As investors decide to move from quick gain US investments in stocks and property (the ‘bubble investments’ of the last decade) to investments in actual production capacity and various global markets, the dollar has nothing to prop it up.   One student asked if all these massive bailouts might be setting up another bubble — throw so much money into the economy that credit remains cheap and speculators are able to find some new creative way to re-bubble the economy, lure in foreign capital to finance our trade and budget deficits, and keep the party going.

I think not — and I certainly hope not!  Every time we delay having to deal with the reality of our economic fundamentals, the ultimate price we’ll have to pay gets higher.  The higher the debt, the deeper the current accounts deficits, the more unstable both the dollar and the US economy becomes.  I think we were able to go from bubble to bubble in the last decade because the financial pundits and analysts never had a glimpse of the dark side of the economic illusion they were creating.  They convinced themselves that wealth creation was enough to offset debt, and wealth creation was measured in portfolio and investment values.  These were never real, they were artificially inflated buble values.  Now that it’s collapsed and people have been burned, I can’t imagine they’ll allow themselves to be burned again.  And even if enough short term greed were to allow some new bubble to form, peole would be quick to get out at the first sign of danger.

The fundamentals are clear and have been for about a decade.  We have been financing a life style beyond our means through unsustainable current accounts and budget deficits, using the power of our financial instutions and control of financial markets to allow this to be financed by foreign capital.   Such a situation cannot continue forever.   The painful rebalancing should have started with stock market crash, but after 9-11 credit was made so cheap and so much money poured into the system to prevent terrorism from bringing down the economy that we financed an even more dangerous bubble — a property bubble existing alongside bizarre financial instruments sold as investment grade securities.  Now, we pay the price.
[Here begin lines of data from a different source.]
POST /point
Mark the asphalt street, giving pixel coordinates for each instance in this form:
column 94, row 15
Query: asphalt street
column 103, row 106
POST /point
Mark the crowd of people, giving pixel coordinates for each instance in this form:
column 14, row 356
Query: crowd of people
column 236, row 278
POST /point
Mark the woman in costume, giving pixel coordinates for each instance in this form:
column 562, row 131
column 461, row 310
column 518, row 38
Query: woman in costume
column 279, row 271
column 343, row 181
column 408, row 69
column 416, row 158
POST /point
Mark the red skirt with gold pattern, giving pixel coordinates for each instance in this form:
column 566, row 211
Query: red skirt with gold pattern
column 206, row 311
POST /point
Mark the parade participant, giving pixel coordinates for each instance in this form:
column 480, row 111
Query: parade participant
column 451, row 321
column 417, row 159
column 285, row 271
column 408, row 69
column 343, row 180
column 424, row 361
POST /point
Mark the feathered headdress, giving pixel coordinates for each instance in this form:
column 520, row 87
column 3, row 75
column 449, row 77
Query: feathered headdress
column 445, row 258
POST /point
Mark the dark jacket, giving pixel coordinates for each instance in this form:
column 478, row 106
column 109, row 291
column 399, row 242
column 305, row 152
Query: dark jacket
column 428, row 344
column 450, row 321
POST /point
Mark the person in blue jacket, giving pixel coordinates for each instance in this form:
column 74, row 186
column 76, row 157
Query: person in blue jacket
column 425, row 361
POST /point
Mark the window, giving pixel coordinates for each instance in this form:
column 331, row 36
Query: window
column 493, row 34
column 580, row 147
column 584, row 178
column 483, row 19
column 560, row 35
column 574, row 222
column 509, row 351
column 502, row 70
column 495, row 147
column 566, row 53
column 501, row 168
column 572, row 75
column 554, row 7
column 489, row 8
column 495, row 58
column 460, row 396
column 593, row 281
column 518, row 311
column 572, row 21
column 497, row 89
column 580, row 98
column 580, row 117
If we’re entering a storm, we’re still at the outer bands, starting to feel the force of the winds, but with much more to come.   Once the dollar starts falling, foreign capital will bail from US markets quickly — as will American capital, since markets are global.  This will create a deep recession, accompanied by inflation, which will have the practical effect of lowering all our standards of living, and causing severe crisis to national, state and local budgets.   At some point, the storm will pass, and we’ll have to clean up the mess and find our place in a rebalanced world economy.

But there are two bits of good news here:  1)  We’ve been living in a kind of illusionary or fake economy for awhile now, the sooner we can get back to reality the better it will be in the long run; and perhaps the best news: 2) While I stand by analysis and note I’ve  been talking about the current accounts deficit, hyperconsumerism, and the ‘fake’ nature of our economy for years now, I’m a political scientist and not an economist.  I study political economy, but don’t get into the technical analyses.   So maybe I’m wrong.   I hope so.  I don’t think so, but I hope so!